Zhang Ping, head of the National Development and Reform Commission (NDRC), was speaking to reporters on the sidelines of the 18th Communist Party Congress which is meeting to chose a new leadership.
“Signs of stabilization in the economy were getting more obvious in October. We are fully confident that we can achieve the economic growth target for this year. In other words, we are able to maintain economic growth of above 7.5 percent,” he said.
China’s economy strode further along the road of recovery from its slowest growth in three years, data for October showed on Friday, as infrastructure investment accelerated and output from factories ran at its fastest in five months.
Data on Saturday showed China’s trade surplus ballooned to its biggest in 45 months in October as export growth darted to a five-month high above 11 percent, surpassing expectations and adding to other data that suggest a less urgent need for new economic stimulus measures.

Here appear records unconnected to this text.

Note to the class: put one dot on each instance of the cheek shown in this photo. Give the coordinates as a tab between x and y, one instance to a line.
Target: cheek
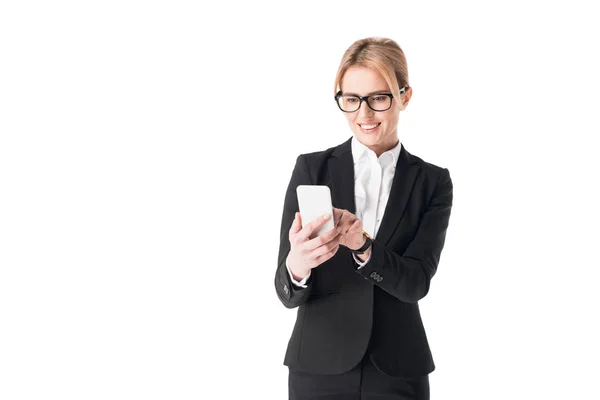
350	117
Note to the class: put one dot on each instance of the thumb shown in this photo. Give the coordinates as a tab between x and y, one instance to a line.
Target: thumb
296	224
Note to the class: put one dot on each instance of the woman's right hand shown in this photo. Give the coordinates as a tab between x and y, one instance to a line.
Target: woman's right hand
306	254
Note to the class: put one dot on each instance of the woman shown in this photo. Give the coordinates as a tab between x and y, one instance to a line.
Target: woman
358	330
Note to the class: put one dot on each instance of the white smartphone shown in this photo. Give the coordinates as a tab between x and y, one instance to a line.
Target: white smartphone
314	201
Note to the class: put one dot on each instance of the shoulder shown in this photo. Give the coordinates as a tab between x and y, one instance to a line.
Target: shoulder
315	159
434	176
426	166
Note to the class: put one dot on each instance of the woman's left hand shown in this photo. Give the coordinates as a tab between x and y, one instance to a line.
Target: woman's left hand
351	229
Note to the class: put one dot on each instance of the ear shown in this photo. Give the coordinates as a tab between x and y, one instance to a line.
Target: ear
405	98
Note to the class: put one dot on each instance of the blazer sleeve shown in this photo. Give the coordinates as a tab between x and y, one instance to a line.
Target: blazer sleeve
407	276
289	294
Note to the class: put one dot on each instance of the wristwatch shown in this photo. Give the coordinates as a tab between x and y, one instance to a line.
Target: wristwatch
364	247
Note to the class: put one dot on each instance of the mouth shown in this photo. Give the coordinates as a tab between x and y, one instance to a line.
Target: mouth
369	128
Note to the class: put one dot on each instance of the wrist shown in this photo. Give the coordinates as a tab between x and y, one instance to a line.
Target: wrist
364	246
364	256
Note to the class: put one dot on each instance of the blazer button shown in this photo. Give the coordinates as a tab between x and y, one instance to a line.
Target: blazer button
376	277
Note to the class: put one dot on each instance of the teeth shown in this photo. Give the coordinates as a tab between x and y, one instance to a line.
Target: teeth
369	126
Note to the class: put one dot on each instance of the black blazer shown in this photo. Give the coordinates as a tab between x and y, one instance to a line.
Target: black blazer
344	311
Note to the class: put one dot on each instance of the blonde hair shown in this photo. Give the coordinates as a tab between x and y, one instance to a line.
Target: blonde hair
380	54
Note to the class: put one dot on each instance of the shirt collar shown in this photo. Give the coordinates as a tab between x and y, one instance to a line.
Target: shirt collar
359	150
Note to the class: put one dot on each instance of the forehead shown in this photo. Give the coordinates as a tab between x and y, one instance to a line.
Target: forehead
363	80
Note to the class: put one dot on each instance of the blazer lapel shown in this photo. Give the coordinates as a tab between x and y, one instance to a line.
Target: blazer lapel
402	186
341	171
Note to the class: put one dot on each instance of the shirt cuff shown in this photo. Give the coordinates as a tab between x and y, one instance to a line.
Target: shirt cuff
359	262
302	283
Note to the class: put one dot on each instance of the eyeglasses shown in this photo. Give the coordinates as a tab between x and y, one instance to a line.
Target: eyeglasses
376	102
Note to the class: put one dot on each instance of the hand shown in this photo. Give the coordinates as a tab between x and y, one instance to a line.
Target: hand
306	254
351	229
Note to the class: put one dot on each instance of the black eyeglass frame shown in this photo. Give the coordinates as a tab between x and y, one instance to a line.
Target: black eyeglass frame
365	99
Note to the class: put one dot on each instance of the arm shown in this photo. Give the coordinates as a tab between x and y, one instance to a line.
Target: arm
407	276
290	294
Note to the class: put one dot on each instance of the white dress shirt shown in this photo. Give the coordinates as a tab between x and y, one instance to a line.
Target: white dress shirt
373	178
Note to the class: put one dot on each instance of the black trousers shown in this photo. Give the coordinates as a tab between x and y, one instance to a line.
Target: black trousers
363	382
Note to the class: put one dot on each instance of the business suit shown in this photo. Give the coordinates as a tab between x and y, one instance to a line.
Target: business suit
345	311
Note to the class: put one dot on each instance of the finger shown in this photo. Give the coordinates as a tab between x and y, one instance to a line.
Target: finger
345	220
296	224
322	240
327	255
337	214
312	226
323	249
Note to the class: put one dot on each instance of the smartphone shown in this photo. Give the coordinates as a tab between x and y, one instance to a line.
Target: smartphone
314	201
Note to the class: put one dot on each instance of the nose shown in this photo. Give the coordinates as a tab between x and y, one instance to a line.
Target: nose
365	110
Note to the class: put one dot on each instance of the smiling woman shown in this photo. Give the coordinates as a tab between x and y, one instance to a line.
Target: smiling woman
391	211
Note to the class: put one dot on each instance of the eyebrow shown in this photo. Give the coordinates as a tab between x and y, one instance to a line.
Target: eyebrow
368	94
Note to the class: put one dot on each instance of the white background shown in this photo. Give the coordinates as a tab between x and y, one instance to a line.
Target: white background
145	149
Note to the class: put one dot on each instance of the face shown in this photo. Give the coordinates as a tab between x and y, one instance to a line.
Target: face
378	130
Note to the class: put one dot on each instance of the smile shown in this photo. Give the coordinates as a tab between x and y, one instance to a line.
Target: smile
369	127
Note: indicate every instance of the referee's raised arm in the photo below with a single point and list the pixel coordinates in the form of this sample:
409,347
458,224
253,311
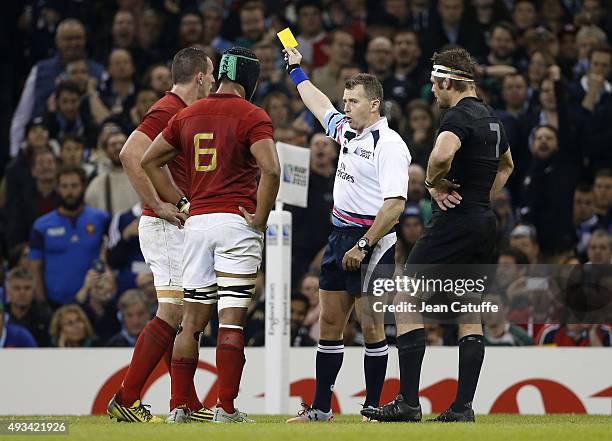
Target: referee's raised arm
315,100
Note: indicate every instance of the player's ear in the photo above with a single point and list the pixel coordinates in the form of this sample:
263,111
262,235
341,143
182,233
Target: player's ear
375,105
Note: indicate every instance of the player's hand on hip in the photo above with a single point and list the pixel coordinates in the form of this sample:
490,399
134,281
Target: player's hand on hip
171,214
251,221
352,259
445,194
292,56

The figures provided further signs for the country’s top policymakers meeting in Beijing to anoint new leaders for the coming decade that a long slide in economic growth may be over.
Annual economic growth slowed to 7.4 percent in the third quarter - its weakest since early 2009 - leaving the world’s second-largest economy on track to mark its most sluggish year since 1999.
But central bank head Zhou Xiaochuan cautioned on Thursday that external risks still loomed large and the People’s Bank of China has policy room to respond if necessary.
Zhang said China’s economic slowdown this year had been caused by both weak global demand and government steps to adjust economic structures to put the economy on a more sustainable footing for the future.
Government officials have said repeatedly that they intended to use a period of slowing growth to make a series of adjustments to economic policy settings, particularly around prices administered by the state, that might otherwise risk fuelling inflation.
Such reforms are regarded as crucial, both by foreign analysts and government think-tanks, if China is to maintain robust growth needed to close a yawning wealth gap and support an urbanization drive core to Beijing’s development plans.
Zhang said that inflation was stable in China. Official data on Friday showed consumer price inflation eased to its slowest pace in nearly three years in October, with the 1.7 percent rise from a year ago slower than the 1.9 percent posted in September. Economists polled by Reuters had expected it to hold steady.
Investors though have been concerned that efforts to cool the economy had been mistimed, unintentionally coinciding with a sharp slowdown in external demand with recovery in the United States remaining tepid and Europe still unable to escape its sovereign debt crisis.
Beijing has responded by fine-tuning economic policy for a year to support growth.
China has cut benchmark interest rates twice this year, lowered bank reserve ratios three times since late 2011 and made repeated, large-scale liquidity injections into the financial system, it also said in September it had fast-tracked approvals on infrastructure projects worth about $157 billion.